By Fliss Doyle
Understanding the Muscle Groups...
The Hamstrings and Glute Max are your main leg extensors meaning they contract to pull the leg backwards when walking or running. Due to its size it is a powerful muscle also used for movements like stepping on to a stool, climbing and running.
Glute Minimus is the smallest of the Complex and pulls the Femur (thigh bone) outwards as well as influencing the pelvis during contraction. Glute Medius is the key to a happy and healthy lower quadrant (posh term for legs). It also rotates the Femur outwards as well as lifting the opposite side of the pelvis during walking and running. It acts as a key pelvic stabiliser.
Using the theory of the Kinetic chain (the belief that every part of the body is connected and therefore influences each other) the stability of the pelvis will impact on the health and biomechanics of the knees, ankles, back, shoulder, neck etc. It is vital that these muscles are kept in good working order to maintain total body equilibrium.
So called because of their similarity to a prepared pig when hung up, this group works in a supporting role to the Glutes. With a little help from their friends, the Adductors (inside thigh), they increase the range of movement during extension. It would be like asking a friend to join your side in a tug of war competition when your team were tiring. This is not their main job, however, and repeatedly asking them to do this only tires them out. This overworking is the origin of bad biomechanics causing a common condition called Runners Knee, a painful bursitis around the knee caused by excessive traction by the Adductors.
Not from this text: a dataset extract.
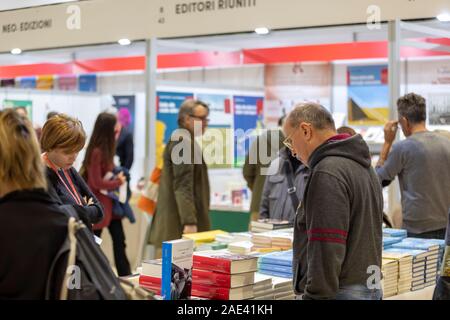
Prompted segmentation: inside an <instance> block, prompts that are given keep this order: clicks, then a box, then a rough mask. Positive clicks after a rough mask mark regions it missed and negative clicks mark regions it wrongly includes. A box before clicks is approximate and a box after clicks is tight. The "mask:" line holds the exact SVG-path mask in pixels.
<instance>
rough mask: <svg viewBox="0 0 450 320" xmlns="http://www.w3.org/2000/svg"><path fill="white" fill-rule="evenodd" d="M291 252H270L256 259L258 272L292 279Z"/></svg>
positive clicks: (267, 274)
mask: <svg viewBox="0 0 450 320" xmlns="http://www.w3.org/2000/svg"><path fill="white" fill-rule="evenodd" d="M292 254H293V253H292V250H288V251H280V252H272V253H268V254H265V255H262V256H260V257H259V259H258V272H259V273H262V274H267V275H271V276H277V277H282V278H290V279H292Z"/></svg>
Are Your GLutes Working Properly?
- Lie completely flat on your stomach.
- Ask your friend to place one of their hands on your left Hamstring and the other hand on your left Glute.
- Lift your entire leg off the floor SLOWLY; the movement should originate from your hip NOT your knee. They are feeling for which muscles contracts first. This will feel like twitch or a hardening of the muscle.
- Note which one contracts first (you may need to extend the leg a few times).
- Repeat on the right leg.
Ideally your Glute should be firing first followed by your Hamstring. If this is not the case you will need to have a look at changing this by loosening Hamstrings through stretching, massage, kinesiotape, foamrolling, acupuncture etc. and by strengthening Glutes.
Go through stages 1 and 2 again but this time before stage 3, squeeze your bottom together. Follow the next four stages. You should find that the movement is easier or your range greater. This is because your Glutes have been activated.
How Can You Strengthen Your GLutes?
This can be done with or without weights.
Single Leg GLute Bridge
Lunge With Twist
Think "Prehab", not "Rehab"!
Better Biomechanics Prevents Injuries...
Hamstring strains: Due to them picking up the slack they become tight and are more likely to tear.
Anterior knee pain: Poor Glute Med strength causes the excessive load through anterior structures on the front of the knee.
Foot issues: Again, excessive loading through the front and the inside knee due to poor glute strength causes more loading through the inside of the foot, specifically the inside arch.
Shoulder problems: Muscles in the back that work with the glutes attach on to the ribs. Poor rib mobilisations affect the health and stability of the shoulder.
The theory of the kinetic chain is vital to understanding how one issue with a certain group of muscles affects the entire body. This is never more evident than with the gluteal complex so it is paramount that these are kept in good working order.
Don’t forget: you can’t run without a bum!